I have this documentary on DVD, and having watched it perhaps five or six times, I can only conclude that previous reviewer "Blackhole" must have been watching a different video. At NO point in the video does Timothy Ferris (or anyone else) say "This only proves the existence of 'Alah!'" or anything even remotely like it. He mentions Allah (sic) only during a short parenthetical segment in which he discusses the historical antagonism between church and religion regarding creation stories. But at no point does he even imply that because the universe arose from zero volume there must have been a "creator", nor does he refer in any detail to the Koran, or the Bible, beyond a passing reference to various creation mythologies from different cultural traditions. In fact, if memory serves, there is no reference to a "creator" at all.

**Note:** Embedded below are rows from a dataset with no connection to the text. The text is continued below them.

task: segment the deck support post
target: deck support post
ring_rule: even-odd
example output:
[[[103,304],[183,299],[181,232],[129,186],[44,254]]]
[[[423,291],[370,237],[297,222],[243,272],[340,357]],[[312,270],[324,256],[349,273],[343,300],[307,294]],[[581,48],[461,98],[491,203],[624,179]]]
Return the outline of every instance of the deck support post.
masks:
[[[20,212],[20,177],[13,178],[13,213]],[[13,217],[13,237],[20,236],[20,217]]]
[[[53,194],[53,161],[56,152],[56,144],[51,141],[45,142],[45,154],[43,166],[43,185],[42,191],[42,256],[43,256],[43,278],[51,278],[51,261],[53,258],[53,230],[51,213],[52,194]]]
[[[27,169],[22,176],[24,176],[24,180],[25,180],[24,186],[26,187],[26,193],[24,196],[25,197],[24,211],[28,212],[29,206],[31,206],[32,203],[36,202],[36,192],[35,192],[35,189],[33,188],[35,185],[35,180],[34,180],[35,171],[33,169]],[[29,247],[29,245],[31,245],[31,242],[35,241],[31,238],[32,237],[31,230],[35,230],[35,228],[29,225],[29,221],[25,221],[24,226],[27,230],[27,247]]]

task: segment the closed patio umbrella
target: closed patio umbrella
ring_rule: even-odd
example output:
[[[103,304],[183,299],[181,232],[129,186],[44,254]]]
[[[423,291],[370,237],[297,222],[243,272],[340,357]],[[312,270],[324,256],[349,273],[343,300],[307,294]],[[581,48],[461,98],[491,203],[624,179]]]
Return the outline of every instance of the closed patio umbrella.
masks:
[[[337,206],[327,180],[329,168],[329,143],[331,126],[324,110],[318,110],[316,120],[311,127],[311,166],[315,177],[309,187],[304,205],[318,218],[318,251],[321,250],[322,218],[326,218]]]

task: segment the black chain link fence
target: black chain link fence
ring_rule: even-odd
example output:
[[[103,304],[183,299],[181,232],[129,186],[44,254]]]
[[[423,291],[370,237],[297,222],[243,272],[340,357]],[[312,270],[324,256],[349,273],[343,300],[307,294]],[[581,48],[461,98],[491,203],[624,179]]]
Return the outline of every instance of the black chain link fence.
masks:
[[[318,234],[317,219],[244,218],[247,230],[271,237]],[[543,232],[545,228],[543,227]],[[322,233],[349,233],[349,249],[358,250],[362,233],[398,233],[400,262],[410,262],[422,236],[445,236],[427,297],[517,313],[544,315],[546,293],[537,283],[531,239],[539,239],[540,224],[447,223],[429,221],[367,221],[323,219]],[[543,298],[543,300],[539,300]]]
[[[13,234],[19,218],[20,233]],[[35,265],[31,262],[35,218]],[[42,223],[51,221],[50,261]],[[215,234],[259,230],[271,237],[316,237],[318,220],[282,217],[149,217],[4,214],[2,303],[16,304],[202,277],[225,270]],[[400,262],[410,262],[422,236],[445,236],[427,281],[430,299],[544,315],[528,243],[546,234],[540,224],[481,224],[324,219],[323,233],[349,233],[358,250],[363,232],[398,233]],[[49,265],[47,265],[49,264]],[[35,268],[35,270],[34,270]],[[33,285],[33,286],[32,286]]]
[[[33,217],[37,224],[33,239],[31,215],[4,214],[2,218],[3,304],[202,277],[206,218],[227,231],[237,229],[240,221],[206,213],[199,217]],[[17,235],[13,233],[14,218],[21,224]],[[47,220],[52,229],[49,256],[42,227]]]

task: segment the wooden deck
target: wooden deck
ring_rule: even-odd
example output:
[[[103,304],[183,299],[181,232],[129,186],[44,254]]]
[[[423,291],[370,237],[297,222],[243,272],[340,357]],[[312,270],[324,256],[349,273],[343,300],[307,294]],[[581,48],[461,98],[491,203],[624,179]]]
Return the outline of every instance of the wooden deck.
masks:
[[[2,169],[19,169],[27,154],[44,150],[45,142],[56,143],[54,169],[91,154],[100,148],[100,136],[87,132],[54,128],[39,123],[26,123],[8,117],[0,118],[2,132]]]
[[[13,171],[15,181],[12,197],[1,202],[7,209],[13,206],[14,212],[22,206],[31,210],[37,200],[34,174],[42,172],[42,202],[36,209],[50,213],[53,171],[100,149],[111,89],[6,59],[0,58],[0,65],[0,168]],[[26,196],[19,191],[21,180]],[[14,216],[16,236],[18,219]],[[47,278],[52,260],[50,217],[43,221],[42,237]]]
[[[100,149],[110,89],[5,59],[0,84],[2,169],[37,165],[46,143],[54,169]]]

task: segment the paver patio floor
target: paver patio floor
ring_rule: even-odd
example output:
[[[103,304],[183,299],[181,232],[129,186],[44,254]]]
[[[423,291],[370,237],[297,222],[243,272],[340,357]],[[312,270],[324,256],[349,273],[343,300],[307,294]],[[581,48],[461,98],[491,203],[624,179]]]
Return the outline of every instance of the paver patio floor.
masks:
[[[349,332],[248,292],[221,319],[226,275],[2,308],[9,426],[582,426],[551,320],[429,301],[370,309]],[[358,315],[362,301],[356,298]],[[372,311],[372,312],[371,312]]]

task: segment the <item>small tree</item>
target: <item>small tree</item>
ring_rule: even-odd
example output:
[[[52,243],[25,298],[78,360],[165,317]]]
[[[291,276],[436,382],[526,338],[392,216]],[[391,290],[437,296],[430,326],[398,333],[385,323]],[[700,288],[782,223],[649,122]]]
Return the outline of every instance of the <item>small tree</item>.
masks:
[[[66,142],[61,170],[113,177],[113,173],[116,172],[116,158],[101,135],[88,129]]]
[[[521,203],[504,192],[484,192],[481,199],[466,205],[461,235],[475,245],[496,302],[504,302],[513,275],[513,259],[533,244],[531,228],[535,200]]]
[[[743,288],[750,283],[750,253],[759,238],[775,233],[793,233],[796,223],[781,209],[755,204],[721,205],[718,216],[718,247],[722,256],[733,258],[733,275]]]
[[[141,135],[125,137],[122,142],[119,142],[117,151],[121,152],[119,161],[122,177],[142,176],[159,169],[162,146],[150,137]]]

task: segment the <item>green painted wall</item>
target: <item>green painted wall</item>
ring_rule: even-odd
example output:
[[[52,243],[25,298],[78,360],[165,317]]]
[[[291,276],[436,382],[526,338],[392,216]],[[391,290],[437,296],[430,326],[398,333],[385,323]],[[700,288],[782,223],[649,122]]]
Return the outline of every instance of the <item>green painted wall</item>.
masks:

Much of the information presented in this film comes from direct on-screen interviews with some of the most reputable cosmologists and astrophysicists in the business, Stephen Hawking, Alan Sandage, Murray Gell-Mann, John Archibald Wheeler (who, ironically, first coined the term "blackhole" in reference to collapsed massive stars) et al.
Finally, the first ten minutes of THIS film is NOT taken up with a discussion of the big bang at all, rather it covers the history of scientific thought and the scientific method, and then gets into atomic theory as a starting point for an examination of the origins of matter.
I don't know what film blackhole921 is reviewing in his comments, but it certainly wasn't this one.